LeCov: Multi-level Testing Criteria for Large Language Models
This work addresses the problem of ensuring trustworthiness in LLMs for developers and users, but it is incremental as it builds on existing testing methods by formalizing criteria.
The paper tackles the lack of systematic testing criteria for large language models (LLMs) by proposing LeCov, a set of multi-level criteria based on internal components like attention and uncertainty, which improves test prioritization and coverage-guided testing, as shown in experiments on three models and four datasets.
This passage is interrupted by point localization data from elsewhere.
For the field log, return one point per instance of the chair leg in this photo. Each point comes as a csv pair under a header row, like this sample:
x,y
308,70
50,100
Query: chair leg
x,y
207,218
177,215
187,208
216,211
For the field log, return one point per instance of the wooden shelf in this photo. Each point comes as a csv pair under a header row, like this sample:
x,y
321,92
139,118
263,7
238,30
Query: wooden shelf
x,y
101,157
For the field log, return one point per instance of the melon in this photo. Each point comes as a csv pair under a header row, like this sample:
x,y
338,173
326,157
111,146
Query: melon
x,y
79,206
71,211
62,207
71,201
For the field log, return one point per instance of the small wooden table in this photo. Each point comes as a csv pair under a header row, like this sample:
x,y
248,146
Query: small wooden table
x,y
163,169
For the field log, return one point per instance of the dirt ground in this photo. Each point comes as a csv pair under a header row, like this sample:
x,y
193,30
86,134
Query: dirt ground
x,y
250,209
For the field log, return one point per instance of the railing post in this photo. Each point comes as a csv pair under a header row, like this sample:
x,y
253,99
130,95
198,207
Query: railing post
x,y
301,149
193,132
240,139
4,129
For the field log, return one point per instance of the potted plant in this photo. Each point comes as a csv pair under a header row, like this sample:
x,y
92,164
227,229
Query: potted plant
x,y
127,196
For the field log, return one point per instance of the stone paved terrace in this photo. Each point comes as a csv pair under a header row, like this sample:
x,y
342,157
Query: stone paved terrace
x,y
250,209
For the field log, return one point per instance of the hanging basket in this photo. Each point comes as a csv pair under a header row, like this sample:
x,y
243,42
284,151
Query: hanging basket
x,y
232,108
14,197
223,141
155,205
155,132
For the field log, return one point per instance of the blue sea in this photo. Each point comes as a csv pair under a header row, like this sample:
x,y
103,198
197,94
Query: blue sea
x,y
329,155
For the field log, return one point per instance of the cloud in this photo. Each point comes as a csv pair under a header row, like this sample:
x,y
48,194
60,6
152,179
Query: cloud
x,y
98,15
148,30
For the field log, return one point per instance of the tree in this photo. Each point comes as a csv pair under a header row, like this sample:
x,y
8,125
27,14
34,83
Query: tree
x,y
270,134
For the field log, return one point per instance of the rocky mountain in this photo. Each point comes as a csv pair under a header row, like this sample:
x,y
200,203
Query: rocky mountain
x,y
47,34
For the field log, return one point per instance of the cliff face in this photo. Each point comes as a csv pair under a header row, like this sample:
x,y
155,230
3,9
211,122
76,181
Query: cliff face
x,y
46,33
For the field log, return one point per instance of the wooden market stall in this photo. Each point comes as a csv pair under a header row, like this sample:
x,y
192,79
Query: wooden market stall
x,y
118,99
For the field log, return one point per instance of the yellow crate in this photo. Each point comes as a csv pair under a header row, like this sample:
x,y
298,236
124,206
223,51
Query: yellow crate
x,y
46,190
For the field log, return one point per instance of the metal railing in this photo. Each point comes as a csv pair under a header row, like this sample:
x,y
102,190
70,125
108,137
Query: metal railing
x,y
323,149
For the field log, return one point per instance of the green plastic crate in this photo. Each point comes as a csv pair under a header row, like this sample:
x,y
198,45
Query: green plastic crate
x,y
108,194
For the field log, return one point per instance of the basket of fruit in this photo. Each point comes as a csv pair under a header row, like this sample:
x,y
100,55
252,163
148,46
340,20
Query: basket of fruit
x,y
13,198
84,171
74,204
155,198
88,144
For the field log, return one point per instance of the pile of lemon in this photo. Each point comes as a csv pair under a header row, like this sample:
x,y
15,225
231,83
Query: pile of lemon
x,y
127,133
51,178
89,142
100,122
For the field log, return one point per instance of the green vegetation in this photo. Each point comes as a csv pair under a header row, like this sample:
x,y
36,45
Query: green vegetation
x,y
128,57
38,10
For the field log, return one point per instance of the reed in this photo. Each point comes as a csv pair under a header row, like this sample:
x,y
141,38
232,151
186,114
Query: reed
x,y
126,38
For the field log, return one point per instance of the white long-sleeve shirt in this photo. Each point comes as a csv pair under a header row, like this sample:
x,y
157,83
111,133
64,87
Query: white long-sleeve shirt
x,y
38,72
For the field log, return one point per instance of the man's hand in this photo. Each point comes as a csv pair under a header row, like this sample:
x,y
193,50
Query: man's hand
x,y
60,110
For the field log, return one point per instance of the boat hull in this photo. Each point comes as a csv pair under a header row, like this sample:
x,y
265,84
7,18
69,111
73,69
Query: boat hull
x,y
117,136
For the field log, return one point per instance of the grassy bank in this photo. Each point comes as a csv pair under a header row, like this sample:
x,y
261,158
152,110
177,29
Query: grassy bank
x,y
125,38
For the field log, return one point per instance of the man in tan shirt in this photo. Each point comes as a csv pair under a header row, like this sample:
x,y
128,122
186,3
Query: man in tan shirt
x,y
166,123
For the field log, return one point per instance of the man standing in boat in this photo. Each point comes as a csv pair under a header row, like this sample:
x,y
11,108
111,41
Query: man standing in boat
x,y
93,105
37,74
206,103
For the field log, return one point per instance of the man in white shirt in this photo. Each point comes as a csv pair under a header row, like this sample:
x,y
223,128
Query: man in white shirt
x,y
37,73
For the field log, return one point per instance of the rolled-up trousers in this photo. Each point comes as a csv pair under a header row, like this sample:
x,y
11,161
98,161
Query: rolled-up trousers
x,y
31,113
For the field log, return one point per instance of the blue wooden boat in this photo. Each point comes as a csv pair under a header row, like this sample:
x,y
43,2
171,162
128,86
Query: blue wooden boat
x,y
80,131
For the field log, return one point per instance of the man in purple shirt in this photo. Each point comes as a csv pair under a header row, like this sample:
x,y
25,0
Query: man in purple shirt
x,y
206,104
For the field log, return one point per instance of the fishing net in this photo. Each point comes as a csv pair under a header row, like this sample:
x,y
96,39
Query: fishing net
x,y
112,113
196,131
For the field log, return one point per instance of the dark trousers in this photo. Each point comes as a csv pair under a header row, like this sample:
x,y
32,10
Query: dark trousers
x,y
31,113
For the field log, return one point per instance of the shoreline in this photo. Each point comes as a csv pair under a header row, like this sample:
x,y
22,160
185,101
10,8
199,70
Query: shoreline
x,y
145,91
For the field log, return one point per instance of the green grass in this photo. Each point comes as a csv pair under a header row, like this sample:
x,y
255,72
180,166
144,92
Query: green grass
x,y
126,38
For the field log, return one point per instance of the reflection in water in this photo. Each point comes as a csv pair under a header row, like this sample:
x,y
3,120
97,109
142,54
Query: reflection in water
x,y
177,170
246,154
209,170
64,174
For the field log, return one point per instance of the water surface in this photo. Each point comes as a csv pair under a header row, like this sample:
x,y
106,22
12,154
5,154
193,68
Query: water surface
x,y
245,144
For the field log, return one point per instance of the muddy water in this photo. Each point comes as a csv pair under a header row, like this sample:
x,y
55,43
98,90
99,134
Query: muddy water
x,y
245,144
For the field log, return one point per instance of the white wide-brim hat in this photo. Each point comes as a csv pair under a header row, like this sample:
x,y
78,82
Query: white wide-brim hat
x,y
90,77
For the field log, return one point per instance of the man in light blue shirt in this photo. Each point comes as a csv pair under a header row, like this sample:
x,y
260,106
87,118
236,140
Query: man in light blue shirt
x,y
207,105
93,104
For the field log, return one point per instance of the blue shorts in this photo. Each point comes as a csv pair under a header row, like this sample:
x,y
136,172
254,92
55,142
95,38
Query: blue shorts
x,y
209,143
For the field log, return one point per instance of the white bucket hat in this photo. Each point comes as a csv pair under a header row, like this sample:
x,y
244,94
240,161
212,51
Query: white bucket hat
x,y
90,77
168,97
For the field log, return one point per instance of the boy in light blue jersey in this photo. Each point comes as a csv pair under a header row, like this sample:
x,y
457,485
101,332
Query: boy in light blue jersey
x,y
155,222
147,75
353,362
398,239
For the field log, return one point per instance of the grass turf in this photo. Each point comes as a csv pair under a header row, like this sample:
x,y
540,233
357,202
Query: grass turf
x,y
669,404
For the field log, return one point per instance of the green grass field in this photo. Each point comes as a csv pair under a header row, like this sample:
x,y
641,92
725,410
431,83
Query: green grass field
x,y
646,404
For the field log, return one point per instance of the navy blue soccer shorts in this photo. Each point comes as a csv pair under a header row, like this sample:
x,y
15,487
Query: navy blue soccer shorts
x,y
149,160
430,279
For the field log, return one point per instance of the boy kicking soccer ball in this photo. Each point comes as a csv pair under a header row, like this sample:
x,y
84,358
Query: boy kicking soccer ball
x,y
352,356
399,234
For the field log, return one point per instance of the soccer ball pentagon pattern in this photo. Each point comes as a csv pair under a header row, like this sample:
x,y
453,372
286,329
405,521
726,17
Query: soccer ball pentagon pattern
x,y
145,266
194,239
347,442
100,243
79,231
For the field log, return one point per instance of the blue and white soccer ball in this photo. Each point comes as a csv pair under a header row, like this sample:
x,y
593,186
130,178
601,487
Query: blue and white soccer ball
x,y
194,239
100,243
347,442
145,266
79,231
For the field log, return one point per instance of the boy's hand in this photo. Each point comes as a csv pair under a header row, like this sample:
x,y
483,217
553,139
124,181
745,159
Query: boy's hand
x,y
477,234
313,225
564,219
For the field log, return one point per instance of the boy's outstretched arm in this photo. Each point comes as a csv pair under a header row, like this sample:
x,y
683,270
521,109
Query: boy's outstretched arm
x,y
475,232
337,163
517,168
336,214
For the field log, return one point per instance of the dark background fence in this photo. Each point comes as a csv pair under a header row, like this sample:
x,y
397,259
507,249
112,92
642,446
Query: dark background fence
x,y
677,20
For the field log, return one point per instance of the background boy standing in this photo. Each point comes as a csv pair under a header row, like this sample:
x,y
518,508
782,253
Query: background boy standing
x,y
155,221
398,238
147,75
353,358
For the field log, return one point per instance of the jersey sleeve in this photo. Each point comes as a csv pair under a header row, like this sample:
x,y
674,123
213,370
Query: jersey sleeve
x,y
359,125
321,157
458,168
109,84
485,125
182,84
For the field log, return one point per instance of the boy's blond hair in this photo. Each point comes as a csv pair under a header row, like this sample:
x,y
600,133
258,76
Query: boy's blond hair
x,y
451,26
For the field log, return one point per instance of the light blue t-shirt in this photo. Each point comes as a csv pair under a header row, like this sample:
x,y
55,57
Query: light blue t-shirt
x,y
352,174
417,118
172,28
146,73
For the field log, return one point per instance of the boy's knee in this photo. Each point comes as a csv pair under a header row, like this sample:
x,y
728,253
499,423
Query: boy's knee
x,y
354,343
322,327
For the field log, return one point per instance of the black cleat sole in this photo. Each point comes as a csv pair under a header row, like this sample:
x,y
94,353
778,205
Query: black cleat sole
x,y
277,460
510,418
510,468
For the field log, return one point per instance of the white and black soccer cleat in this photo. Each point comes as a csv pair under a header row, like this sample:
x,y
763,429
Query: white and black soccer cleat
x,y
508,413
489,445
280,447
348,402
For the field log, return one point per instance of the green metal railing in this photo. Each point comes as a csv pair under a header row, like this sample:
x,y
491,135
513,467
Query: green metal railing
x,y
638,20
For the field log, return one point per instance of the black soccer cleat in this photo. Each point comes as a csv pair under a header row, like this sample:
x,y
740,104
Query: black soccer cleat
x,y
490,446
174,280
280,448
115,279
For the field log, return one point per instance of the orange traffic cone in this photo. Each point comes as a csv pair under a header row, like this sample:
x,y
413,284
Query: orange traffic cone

Large Language Models (LLMs) are widely used in many different domains, but because of their limited interpretability, there are questions about how trustworthy they are in various perspectives, e.g., truthfulness and toxicity. Recent research has started developing testing methods for LLMs, aiming to uncover untrustworthy issues, i.e., defects, before deployment. However, systematic and formalized testing criteria are lacking, which hinders a comprehensive assessment of the extent and adequacy of testing exploration. To mitigate this threat, we propose a set of multi-level testing criteria, LeCov, for LLMs. The criteria consider three crucial LLM internal components, i.e., the attention mechanism, feed-forward neurons, and uncertainty, and contain nine types of testing criteria in total. We apply the criteria in two scenarios: test prioritization and coverage-guided testing. The experiment evaluation, on three models and four datasets, demonstrates the usefulness and effectiveness of LeCov.